Introduction

Deep learning models based on the transformer architecture have taken the NLP world by storm in the last few years, achieving state-of-the-art results in several areas. An obvious example of this success is provided by the tremendous growth of the Hugging Face ecosystem, which provides access to a plethora of pre-trained models in a very user-friendly way.

However, we believe that models based on (static) word embeddings still have their place in the “transformer era”. Some reasons why this might be the case are the following:

Transformer-based models are usually much bigger (i.e. more parameters) than “standard” models.
Transformer models are not renowned for their (inference) speed—this is related to the previous point.
Models based on word embeddings still provide a solid baseline.

Gensim is a great library when it comes to word embeddings, and some other NLP tasks, especially if you want to train them on your own. There might be cases where you would like to train two NLP models and have them “speak the same language”, i.e. share the same vocabulary. For the sake of concreteness, let’s say these two models are LSI and word2vec. The “standard” way of doing this, however, requires the preparation of two vocabularies, one for each model. In this post, we’ll show how to avoid this by transferring the vocabuly of the LSI model to the word2vec model.

LSI and word2vec the “standard” way

We will now build these two models following the “standard” procedure as can be found in the respective Gensim documentation. In what follows, we will work with the 20 Newsgroups dataset, which is a collection of ca. 20,000 newsgroup documents grouped into 20 classes. Details are not very important in relation to our discussion. This dataset can easily be downloaded using the sklearn.datasets.fetch_20newsgroups function of the scikit-learn libray, which will download and cache the dataset.

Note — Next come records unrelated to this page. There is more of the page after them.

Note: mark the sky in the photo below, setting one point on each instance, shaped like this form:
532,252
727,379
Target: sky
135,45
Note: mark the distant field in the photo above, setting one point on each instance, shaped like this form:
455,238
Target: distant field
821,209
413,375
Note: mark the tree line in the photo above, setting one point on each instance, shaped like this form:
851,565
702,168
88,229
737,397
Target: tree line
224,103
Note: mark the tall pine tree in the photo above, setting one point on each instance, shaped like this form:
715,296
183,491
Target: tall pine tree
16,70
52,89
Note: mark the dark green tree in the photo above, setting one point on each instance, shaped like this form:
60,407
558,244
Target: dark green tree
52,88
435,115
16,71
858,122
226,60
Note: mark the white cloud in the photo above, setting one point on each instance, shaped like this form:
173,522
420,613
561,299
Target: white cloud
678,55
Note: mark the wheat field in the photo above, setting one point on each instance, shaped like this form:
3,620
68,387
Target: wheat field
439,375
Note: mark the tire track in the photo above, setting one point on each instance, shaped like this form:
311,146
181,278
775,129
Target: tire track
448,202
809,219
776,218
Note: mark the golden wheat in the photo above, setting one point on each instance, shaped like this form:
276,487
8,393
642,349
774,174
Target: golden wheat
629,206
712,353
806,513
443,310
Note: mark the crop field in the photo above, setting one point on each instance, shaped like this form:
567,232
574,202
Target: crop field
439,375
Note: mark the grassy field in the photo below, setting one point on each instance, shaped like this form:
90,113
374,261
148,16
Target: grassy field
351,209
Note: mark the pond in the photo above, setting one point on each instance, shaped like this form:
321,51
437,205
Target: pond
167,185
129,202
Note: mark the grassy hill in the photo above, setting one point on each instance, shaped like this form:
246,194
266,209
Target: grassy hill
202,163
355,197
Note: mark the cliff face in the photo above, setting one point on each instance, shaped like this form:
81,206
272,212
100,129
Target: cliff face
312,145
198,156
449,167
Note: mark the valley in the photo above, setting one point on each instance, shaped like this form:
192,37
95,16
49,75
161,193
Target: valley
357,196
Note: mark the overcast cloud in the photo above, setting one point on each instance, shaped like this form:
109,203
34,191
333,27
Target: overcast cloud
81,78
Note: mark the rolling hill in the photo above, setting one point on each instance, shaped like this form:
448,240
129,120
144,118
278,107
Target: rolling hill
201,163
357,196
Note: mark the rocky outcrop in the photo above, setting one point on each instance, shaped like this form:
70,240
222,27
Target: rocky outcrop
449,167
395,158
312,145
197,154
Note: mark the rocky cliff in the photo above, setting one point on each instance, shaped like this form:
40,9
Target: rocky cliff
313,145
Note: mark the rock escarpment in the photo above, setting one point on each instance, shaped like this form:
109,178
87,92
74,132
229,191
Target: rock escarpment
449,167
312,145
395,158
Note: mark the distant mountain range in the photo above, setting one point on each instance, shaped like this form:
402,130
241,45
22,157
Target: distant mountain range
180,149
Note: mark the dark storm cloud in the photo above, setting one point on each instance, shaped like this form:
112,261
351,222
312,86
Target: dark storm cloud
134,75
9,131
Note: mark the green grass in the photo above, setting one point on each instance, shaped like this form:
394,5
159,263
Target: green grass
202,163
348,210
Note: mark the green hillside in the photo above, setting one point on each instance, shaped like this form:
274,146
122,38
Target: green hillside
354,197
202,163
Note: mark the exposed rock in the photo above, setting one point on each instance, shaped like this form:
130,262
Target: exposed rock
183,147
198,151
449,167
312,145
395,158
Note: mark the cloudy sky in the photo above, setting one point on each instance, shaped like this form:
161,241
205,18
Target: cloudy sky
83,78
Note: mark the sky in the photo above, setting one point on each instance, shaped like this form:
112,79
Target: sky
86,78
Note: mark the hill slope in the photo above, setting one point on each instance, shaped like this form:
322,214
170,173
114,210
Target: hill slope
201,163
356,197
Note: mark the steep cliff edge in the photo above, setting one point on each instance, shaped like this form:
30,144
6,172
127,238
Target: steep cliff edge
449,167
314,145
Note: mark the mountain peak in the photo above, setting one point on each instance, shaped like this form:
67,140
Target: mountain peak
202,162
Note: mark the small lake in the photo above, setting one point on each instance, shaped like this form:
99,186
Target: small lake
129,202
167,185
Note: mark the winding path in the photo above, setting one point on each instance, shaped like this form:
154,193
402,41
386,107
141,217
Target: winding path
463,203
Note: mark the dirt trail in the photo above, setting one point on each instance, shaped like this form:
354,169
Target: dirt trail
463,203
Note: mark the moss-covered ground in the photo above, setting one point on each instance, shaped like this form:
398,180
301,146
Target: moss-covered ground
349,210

data, _ = fetch_20newsgroups(
    shuffle=True, random_state=123, remove=('headers', 'footers', 'quotes'), return_X_y=True
)

LSI model

The first step in building an LSI model is to create a dictionary, which maps words to integer ids. This is easily achieved through the Dictionary class, to which we have to pass tokenised documents:

tokenized_data = [tokenizer(doc) for doc in data]
dct = Dictionary(tokenized_data)

With the help of the dictionary we can then build our corpus using the .doc2bow() method. This returns documents in a bag-of-words (BoW) representation. We could proceed with it, but a TF-IDF representation is preferable, for which we can use the TfidfModel class.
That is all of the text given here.